MFCA and the adjacent Bugondo Forest Reserve have 76 species of mammals as well as Uganda’s largest population of Nile crocodiles. There are 450 known bird species in the park, including the rare shoe-billed stork, dwarf kingfisher, Goliath heron, white-thighed hornbill and great blue turaco.
Since 2005, the protected area is considered a Lion Conservation Unit. In 2010, it was estimated that only 250 giraffes were in the park. A population of 37 Rothschild’s giraffes was transferred from the north side of the Nile River to the south side in 2016 and 2017, when population was around 1,500.
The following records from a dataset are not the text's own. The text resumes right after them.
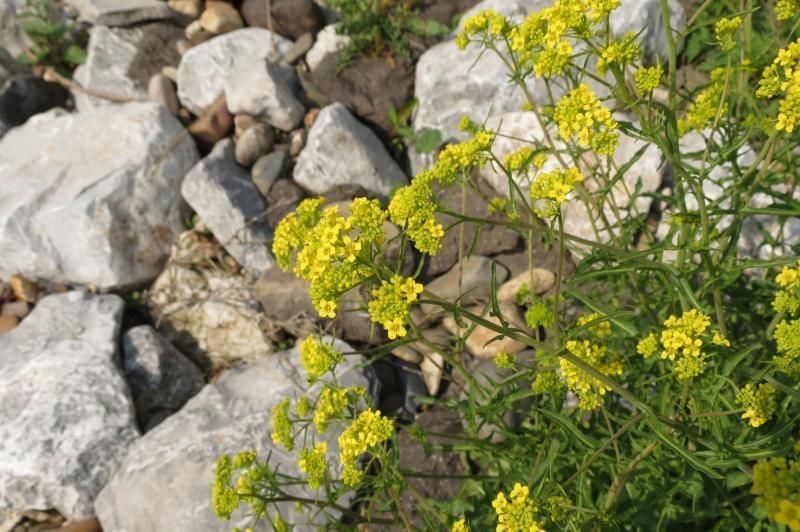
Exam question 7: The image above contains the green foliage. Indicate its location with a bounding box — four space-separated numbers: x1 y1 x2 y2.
328 0 451 68
215 0 800 532
17 0 86 77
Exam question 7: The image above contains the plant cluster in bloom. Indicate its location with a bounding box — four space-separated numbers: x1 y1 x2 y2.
753 442 800 532
300 336 344 384
772 261 800 379
736 383 778 427
492 483 544 532
339 409 394 486
756 39 800 133
367 275 423 340
636 309 730 380
553 83 619 157
714 17 742 50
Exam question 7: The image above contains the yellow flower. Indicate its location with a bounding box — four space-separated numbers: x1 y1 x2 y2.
736 383 778 427
492 483 544 532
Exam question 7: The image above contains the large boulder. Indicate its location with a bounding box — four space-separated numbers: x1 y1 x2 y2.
0 292 139 519
74 22 183 111
0 103 197 289
95 341 376 532
294 103 407 197
178 28 292 115
181 139 274 276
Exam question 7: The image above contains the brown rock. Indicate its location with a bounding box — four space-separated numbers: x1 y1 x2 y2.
189 94 233 146
0 314 19 336
442 307 525 359
300 54 414 137
8 274 39 303
242 0 325 41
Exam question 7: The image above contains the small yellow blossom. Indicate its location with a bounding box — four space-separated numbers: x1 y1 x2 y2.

Murchison Falls National Park is Uganda’s most popular national park, receiving the highest annual number of visitors of any park in the country. Popular visitor activities include game drives, night drives, boat cruises to the delta and Murchison Falls waterfall, nature walks, bird watching and chimp tracking. Tourists visiting Murchison Falls National Park make a 5 hours 40 minutes drive from Kampala to reach the park. The park is also connected by daily domestic flights from Entebbe International Airport, to Kidepo Valley National Park and Queen Elizabeth National Park, which land at Pakuba Airstrip and Bugungu Airstrip. The park offers a range of tented camps and safari lodges to accommodate visitors.
HOW TO GET TO THE PARK?
Murchison Falls National Park is located 305km/190mi north of Kampala. The drive to the southern entrance gate takes 4 to 5 hours. Coming from the southwest, the 280km/170mi drive from Fort Portal takes at least 6 hours. Allow another hour or 2 from the entrance gate to most of the lodges.
It is also possible to fly to the park by chartered or scheduled aircraft service from Entebbe International Airport (EBB) or Kajjansi Airfield near Kampala. Pakuba Airfield is the most convenient point of arrival for the main cluster of camps and lodges around the park headquarters at Paraa. Other options are Chobe or Bugundu.
When flying from abroad, you’ll arrive at Entebbe International Airport (EBB). It is located 46km/29mi from the capital (Kampala). Your local tour operator will usually arrange for you to be picked up at the airport and will take care of all further transportation as part of your safari package.